04.09 (shows that req. 04.01, 04.09 and 04.13 are met): {-}
Use the function optimal_multiarm_normal. Supply the same input values as in test case 04.08, however set the parameter strategy to 2, i.e. calculating the results if all promising treatments proceed to phase III.
Verify that the program returns an optimal utility of 107.09 (in 10^5\$), an optimal sample size of 30 in phase II and 247 in phase III (i.e. a total of 277) and an optimal threshold value for the go-decision of 0.20. Furthermore, verify, that the probability for a successful program is 0.33.

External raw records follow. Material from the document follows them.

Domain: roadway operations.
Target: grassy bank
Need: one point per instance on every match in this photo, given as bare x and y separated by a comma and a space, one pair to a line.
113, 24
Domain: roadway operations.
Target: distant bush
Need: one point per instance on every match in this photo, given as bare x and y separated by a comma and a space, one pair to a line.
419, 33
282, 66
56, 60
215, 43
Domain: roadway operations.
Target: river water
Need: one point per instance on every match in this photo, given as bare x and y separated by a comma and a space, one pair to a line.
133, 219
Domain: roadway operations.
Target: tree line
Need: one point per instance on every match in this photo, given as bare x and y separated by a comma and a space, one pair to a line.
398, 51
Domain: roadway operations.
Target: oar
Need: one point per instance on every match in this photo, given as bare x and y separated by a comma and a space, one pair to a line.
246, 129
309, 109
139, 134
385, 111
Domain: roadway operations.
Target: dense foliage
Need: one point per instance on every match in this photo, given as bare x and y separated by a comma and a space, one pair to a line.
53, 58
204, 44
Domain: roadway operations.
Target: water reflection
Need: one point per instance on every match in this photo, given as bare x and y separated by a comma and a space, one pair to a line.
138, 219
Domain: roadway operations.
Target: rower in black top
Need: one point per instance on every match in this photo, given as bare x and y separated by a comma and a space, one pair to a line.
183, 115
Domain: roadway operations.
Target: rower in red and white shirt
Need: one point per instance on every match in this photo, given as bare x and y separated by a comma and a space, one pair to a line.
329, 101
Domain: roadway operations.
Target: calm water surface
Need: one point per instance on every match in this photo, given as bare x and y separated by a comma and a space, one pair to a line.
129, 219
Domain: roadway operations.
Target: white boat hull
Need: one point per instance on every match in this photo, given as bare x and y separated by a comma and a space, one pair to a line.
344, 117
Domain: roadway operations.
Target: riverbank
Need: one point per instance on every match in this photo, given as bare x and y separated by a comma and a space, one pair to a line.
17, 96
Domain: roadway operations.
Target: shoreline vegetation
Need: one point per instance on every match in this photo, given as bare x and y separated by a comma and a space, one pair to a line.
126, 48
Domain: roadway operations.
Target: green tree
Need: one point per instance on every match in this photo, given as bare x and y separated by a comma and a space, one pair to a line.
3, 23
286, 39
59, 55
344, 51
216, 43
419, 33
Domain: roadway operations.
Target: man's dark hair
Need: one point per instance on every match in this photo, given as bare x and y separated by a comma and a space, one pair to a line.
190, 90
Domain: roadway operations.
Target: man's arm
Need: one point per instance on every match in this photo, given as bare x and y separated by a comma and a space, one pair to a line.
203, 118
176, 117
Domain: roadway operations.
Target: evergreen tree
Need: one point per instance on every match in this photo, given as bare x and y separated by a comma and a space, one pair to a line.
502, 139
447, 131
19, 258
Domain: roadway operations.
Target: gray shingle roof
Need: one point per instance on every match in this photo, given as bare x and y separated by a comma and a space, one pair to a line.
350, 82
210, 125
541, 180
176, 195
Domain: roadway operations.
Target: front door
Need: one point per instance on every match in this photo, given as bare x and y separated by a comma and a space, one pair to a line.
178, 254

04.10 (shows that req. 04.01, 04.05 and 04.10 are met): {-}
Use the function optimal_multiarm_normal. Supply the same input values as in test case 04.08, however set the parameter strategy to 3, i.e. calculating the results for both strategies and set a cost constraint of 200.
Verify that for strategy 1 the optimal utility changes to 109.68 (in 10^5\$) and the optimal sample size changes to 46 in phase II and 190 in phase III (i.e. a total of 236). Furthermore, verify that the costs in phase II are given by 46 and the costs in phase III are given by 151. Verify that the cost constraint of 200 is returned.
For strategy 2, verify that the optimal utility changes to 107.06 (in 10^5\$) and the optimal sample size changes to 28 in phase II and 208 in phase III (i.e. a total of 236). Furthermore, verify that the costs in phase II are given by 34 and the costs in phase III are given by 163. Verify that the cost constraint of 200 is returned.
Sterniii3/drugdevelopR documentation built on Jan. 26, 2024, 6:17 a.m.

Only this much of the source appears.